We’re heading into what is popularly called “the second half” of Winter, and while many runners are finding themselves impatiently waiting for spring to come, others are saying, “forget about it” and running regardless of the weather. And while this is great, it’s important to take all the precautions you can to stay safe and healthy when running in the winter.
01. Dress appropriately: While you want to wear extra gear, such as gloves, hats, arm sleeves, warmer socks, and hats, you also don’t want to overdress, as you will run the risk of overheating. Experts advise that runners dress as if the actual temperature is 15 degrees higher than it actually is – a good gauge of whether or not you are dressed properly for a winter run is whether or not you feel chilly when you head out. That’s the sweet spot – you should neither feel warm nor too cold. It may take some time to find the right combination, and you may have to add or remove layers a couple of times before you find the right combination of gear.
Gloves are a really important part of any runner’s winter gear, no matter what. Your fingers are susceptible to the effects of the cold, and cold fingers are not only unpleasant, but it could be dangerous – especially in conditions extreme enough to cause frostbite. Nobody wants that.
These gloves have special touchscreen-compatible fingertips that allow you to use your touchscreen phone or iPod™ without having to take your gloves off. (Praise to whoever invented that… taking gloves on and off in winter was always such a massive hassle!)
Headwear is also important. If your head is cold, you will be cold. We have a ton of gear designed specifically to help keep you comfortable in the winter weather. Most of this gear not only helps to keep you warm, but is also made from a moisture wicking material that helps keep you dry when you sweat.
2. Hydrate! A lot of runners and athletes forget to hydrate when running or playing sports in cold weather, thinking it isn’t as important as it is in the summer. That is false – any time you are engaged in strenuous activity and will be sweating, you run the risk of dehydration, so bring your usual water or sports drink with you when you head out on a winter run, as well, and remember to drink. If you don’t replace the fluids you lose, you run the risk of under-performing, at a minimum, or becoming ill, in a worst case scenario.

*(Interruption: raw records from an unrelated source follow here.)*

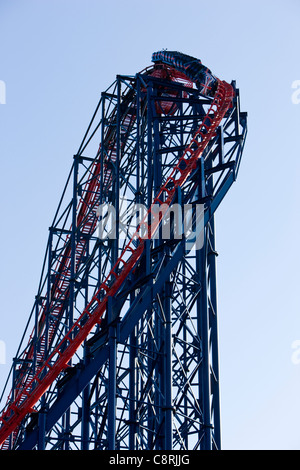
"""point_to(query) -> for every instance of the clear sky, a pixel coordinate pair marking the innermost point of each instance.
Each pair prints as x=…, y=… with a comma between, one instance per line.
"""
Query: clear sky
x=56, y=57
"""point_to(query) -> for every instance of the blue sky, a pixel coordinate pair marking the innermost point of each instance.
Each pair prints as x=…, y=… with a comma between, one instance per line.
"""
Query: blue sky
x=56, y=57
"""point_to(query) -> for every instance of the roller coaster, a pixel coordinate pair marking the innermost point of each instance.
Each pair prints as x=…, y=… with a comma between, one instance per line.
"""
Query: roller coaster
x=121, y=345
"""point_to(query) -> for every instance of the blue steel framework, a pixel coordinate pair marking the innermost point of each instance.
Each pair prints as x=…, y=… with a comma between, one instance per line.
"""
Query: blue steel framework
x=148, y=376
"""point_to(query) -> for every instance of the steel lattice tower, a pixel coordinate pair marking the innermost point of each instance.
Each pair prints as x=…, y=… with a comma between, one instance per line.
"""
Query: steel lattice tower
x=122, y=339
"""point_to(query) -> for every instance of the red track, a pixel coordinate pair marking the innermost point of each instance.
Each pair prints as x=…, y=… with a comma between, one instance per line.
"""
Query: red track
x=33, y=387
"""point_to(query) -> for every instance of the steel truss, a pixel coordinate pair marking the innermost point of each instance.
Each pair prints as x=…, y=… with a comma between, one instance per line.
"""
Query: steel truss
x=147, y=375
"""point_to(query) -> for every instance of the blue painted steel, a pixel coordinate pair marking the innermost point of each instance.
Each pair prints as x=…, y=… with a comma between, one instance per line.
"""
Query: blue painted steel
x=148, y=376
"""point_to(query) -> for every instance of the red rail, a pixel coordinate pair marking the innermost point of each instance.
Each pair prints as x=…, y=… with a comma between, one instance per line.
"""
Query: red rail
x=57, y=361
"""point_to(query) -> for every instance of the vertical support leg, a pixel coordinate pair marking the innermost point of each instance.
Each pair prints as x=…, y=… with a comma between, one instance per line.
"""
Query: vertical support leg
x=215, y=391
x=203, y=328
x=168, y=370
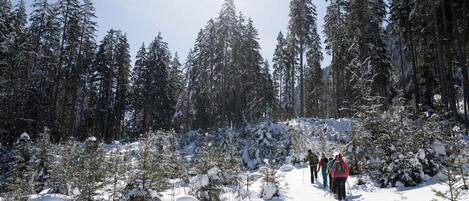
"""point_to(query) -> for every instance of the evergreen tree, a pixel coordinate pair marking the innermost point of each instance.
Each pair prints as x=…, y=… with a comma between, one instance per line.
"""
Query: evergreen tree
x=303, y=28
x=112, y=77
x=158, y=96
x=336, y=46
x=369, y=67
x=279, y=75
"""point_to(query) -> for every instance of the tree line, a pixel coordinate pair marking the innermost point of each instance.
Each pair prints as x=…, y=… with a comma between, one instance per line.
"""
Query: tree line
x=55, y=74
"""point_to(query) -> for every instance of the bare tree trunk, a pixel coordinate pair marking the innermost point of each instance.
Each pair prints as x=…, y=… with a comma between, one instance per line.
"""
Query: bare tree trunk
x=439, y=57
x=301, y=78
x=459, y=28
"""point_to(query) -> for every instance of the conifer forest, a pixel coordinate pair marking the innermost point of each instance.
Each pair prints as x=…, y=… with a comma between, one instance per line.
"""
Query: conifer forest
x=84, y=116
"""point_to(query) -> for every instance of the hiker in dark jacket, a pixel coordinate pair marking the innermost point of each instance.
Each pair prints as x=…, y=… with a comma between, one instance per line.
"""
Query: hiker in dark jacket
x=323, y=166
x=313, y=160
x=330, y=163
x=340, y=172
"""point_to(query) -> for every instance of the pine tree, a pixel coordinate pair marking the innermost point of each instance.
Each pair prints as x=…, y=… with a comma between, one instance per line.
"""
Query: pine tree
x=116, y=170
x=279, y=75
x=369, y=67
x=336, y=46
x=158, y=87
x=303, y=28
x=22, y=172
x=44, y=161
x=112, y=77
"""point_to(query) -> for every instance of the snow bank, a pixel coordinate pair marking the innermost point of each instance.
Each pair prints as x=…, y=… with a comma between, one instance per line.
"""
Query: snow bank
x=287, y=168
x=49, y=197
x=187, y=198
x=269, y=191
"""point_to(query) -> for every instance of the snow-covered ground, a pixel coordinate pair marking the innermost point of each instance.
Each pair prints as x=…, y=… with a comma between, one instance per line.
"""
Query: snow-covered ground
x=323, y=136
x=295, y=186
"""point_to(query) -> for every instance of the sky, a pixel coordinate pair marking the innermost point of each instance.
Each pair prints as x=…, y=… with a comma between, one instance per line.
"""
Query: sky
x=179, y=21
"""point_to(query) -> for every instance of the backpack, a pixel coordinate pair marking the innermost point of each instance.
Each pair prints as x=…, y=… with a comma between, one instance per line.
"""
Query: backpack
x=339, y=169
x=324, y=164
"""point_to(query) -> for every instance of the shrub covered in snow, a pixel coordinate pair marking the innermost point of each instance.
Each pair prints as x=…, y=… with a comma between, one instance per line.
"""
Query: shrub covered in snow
x=397, y=148
x=270, y=182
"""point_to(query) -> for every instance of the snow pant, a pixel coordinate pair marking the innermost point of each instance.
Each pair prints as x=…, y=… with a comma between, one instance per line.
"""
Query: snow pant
x=340, y=187
x=313, y=173
x=324, y=179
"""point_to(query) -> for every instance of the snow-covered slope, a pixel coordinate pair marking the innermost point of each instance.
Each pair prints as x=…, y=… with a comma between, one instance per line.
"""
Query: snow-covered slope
x=295, y=186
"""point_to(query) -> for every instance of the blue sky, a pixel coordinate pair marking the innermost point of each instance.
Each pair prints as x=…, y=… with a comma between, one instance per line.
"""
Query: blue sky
x=180, y=20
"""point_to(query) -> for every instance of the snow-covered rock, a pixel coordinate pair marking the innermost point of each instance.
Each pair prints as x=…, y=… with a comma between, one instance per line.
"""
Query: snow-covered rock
x=269, y=191
x=199, y=181
x=287, y=168
x=49, y=197
x=213, y=173
x=439, y=148
x=23, y=137
x=186, y=198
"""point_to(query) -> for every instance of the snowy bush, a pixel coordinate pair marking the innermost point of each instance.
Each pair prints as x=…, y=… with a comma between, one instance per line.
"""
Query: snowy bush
x=270, y=182
x=397, y=148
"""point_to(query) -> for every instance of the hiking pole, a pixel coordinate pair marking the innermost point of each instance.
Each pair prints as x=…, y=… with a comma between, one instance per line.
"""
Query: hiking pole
x=303, y=174
x=349, y=189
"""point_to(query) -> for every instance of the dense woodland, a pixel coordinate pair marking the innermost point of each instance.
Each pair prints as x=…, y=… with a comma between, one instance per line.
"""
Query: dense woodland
x=398, y=74
x=55, y=74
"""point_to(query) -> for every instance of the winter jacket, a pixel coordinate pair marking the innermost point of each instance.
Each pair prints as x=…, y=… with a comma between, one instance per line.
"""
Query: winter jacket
x=329, y=166
x=312, y=159
x=342, y=175
x=320, y=164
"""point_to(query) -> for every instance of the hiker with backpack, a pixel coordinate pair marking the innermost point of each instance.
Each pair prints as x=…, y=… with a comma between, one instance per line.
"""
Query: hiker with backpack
x=313, y=160
x=323, y=166
x=340, y=172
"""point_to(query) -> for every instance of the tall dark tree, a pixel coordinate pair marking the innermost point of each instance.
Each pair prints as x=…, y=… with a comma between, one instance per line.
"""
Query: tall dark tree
x=303, y=28
x=113, y=65
x=336, y=46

3. Take Some Extra Time to Warm Up: You may want to gradually warm up and add an extra 5 to 10 minutes of warm-up time (perhaps a brisk walk or jog) before starting your run. When it is cold, your body needs the additional time to acclimate to the weather. By fully warming up, you minimize the risk of injuries or strains, and are also more comfortable during your run than you would be without being fully warmed up.

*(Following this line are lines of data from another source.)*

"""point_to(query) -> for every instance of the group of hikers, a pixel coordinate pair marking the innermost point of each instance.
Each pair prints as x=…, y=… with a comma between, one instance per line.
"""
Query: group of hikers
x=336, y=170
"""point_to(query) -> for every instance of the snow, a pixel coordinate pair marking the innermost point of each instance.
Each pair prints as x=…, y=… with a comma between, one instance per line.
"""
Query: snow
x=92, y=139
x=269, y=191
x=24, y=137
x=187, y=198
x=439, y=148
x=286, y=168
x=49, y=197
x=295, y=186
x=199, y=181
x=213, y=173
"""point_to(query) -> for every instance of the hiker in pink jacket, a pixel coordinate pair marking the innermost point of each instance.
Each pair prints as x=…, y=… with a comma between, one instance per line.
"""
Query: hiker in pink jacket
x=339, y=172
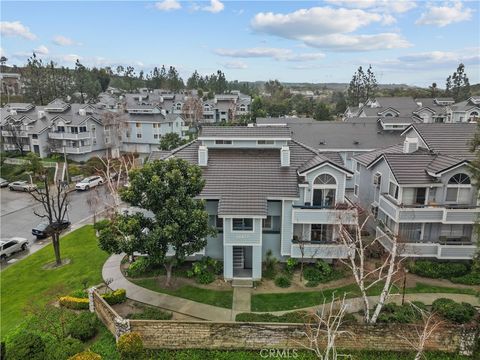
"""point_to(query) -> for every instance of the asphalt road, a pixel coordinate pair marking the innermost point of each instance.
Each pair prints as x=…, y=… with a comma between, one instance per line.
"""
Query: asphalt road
x=18, y=218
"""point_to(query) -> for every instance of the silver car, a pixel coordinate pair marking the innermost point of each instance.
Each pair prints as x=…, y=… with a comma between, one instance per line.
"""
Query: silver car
x=11, y=246
x=22, y=186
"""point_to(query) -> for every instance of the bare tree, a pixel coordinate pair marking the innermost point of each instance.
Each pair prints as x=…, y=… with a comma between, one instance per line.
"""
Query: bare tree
x=55, y=202
x=365, y=278
x=430, y=323
x=326, y=325
x=115, y=124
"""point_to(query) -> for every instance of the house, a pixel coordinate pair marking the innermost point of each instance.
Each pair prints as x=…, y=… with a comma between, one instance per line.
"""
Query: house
x=421, y=191
x=267, y=191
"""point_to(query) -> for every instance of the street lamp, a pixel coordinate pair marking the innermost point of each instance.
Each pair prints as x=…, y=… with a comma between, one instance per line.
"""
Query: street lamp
x=405, y=272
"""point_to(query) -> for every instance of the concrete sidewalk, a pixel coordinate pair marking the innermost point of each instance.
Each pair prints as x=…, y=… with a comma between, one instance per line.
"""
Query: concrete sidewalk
x=111, y=270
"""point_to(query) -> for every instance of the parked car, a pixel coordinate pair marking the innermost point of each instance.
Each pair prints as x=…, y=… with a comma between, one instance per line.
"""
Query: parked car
x=21, y=186
x=11, y=246
x=43, y=230
x=89, y=183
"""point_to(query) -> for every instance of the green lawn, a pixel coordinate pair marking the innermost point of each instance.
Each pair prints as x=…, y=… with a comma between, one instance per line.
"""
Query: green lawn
x=27, y=281
x=205, y=296
x=299, y=300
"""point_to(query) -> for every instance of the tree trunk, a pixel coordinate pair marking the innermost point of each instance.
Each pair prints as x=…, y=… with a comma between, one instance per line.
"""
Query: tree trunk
x=168, y=268
x=56, y=248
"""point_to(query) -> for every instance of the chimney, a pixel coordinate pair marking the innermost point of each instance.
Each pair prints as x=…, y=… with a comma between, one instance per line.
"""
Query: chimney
x=285, y=156
x=202, y=155
x=410, y=145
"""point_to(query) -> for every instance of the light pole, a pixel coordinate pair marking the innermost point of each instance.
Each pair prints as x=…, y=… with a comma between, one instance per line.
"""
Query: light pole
x=405, y=272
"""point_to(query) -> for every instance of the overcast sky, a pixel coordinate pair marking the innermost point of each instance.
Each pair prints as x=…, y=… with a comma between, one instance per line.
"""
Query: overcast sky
x=412, y=42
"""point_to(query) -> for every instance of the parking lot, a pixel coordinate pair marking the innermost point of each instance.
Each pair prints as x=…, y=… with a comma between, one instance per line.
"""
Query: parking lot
x=18, y=218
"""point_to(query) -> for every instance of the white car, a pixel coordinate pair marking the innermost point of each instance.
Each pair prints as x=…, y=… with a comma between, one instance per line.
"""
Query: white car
x=89, y=183
x=11, y=246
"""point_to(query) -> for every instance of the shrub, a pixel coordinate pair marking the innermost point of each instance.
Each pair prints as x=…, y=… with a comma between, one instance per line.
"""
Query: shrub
x=283, y=281
x=205, y=278
x=138, y=267
x=151, y=313
x=291, y=265
x=130, y=346
x=456, y=312
x=393, y=313
x=65, y=349
x=26, y=345
x=86, y=355
x=436, y=270
x=115, y=297
x=74, y=303
x=83, y=327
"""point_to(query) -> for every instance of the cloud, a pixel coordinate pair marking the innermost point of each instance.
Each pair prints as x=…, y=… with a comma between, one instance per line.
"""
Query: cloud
x=326, y=27
x=235, y=65
x=16, y=28
x=168, y=5
x=215, y=6
x=61, y=40
x=275, y=53
x=42, y=50
x=396, y=6
x=445, y=15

4. But Also, Take the Time to Cool Down: Much as you do in warmer weather, your cool down routine is just as important in the winter, so no matter how tempting your warm house (or even warmer shower) sounds, don’t skip this important step of every run
5. Windy? Run Toward the Wind: You’ll thank yourself on the way back, when the wind is at your back and you’re already sweating from your run. Sometimes, it really is the seemingly little things!
6. Run During the Middle of the Day: If you can, running between noon and 3pm is ideal, since the sun will be at its highest point and provide some warmth, but also, you will be more visible. That said, if you can’t – or need to stick to your early morning or after-work running schedule, be sure to wear bright and reflective clothing, or even better, LED light hats, bracelets, or clips that will make it much more difficult for drivers to see you when it is still dark out.
The most important thing to remember when running in the winter is your safety is the most important thing to keep in mind. If the roads and sidewalks are covered in ice and snow, or there are other dangerous conditions, it may just be a day to hit your treadmill (or the one at the gym) or do an aerobic video online that you like. You’ll still get your workout in, but without putting yourself in unnecessary danger. That said, if you use caution and dress appropriately, there’s no reason most winter days should bring your training – or your love for running – to a full stop.